At last, they reached the end of the tunnel. Golden sunlight filtered through the water. Kyja climbed out onto land and pulled Marcus up behind her. He flopped onto the muddy bank, taking deep breaths of fresh air. “No swamp ever smelled so good,” he said.
“Not to mention warmth.” Kyja sighed. They stretched out on the ground, sunlight shining onto their faces. “I don’t want to touch water again for a month. Even if it means stinking like a pig.”
“You’ll be lucky,” a voice said.
“To live that long,” another added.
Marcus sat up to see a pair of lizard heads watching him with glittering black eyes. One of the heads was deep purple. The other was black with green stripes. The lizards were connected to each other at the waist, and they shared a pair of green and brown wings, like a misshapen butterfly.
“I know you,” Kyja said, sitting up. “You’re land elementals.”
“King of the land elementals,” the purple lizard hissed, its pink tongue flickering.
“No,” Marcus said. “We saw your king. He was half dragon, half lion.”
“Silence!” The land elementals held up a silver scepter. The last time Marcus had seen it was in the paws of the land elemental king. “Do you recognize this?”
“I do,” Riph Raph said. “And it doesn’t belong to you.”

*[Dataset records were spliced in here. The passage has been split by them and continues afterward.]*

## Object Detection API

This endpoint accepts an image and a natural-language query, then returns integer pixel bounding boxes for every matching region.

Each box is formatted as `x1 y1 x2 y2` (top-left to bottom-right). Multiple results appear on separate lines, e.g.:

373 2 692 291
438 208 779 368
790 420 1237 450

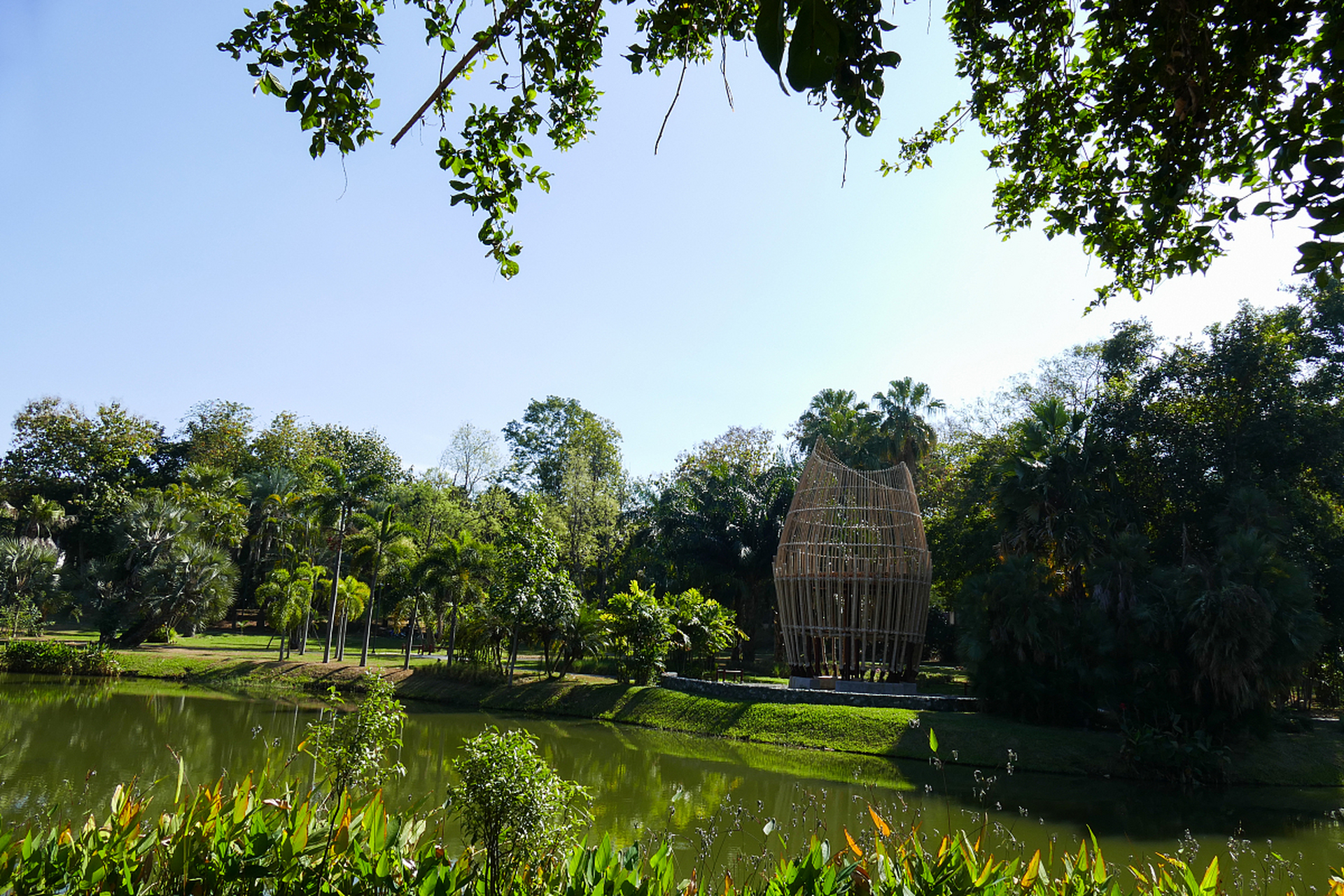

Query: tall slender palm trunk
402 601 419 669
323 504 345 662
359 541 383 666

“Fools!” The black and purple heads laughed together. “The scepter belongs to those who wield it. And with it comes all power. All control.”
“Where are the rest of the land elementals?” Kyja asked.
One of the lizard heads laughed—a buzzing, papery sound, like wasps trying to get through a window screen. “Trapped,” the other said. “And they won’t get out. Land magic belongs to us alone. Farworld is ours. You will understand better when we deliver you to the Master of the Dark Circle.”
“Never,” Kyja said, drawing her sword.
Marcus raised his wand, but before he could cast a spell, the lizards swung the scepter, sending him flying through the air. Pain like he’d never imagined filled his body. It felt as if every bone had been lit on fire at once. He tried to raise his hand but found he could barely move.
“Marcus!” Kyja screamed.
She took a step toward him, but the lizards raised the scepter again. “Do you want a taste of what he got?” the one on the right asked. Their slit tongues licked their scaly lips.
“Go ahead and try,” Kyja said. She ran at the lizards, blade raised.
The lizards swung the scepter as before, but nothing happened. Kyja jabbed her blade forward, its tip biting deep into the pebbly skin of the land elementals’ right arm. Dark green blood seeped from the wound.
“Imbecile,” the black head said to the purple head. “Don’t you remember what the Fontasian told us? She’s immune to magic.”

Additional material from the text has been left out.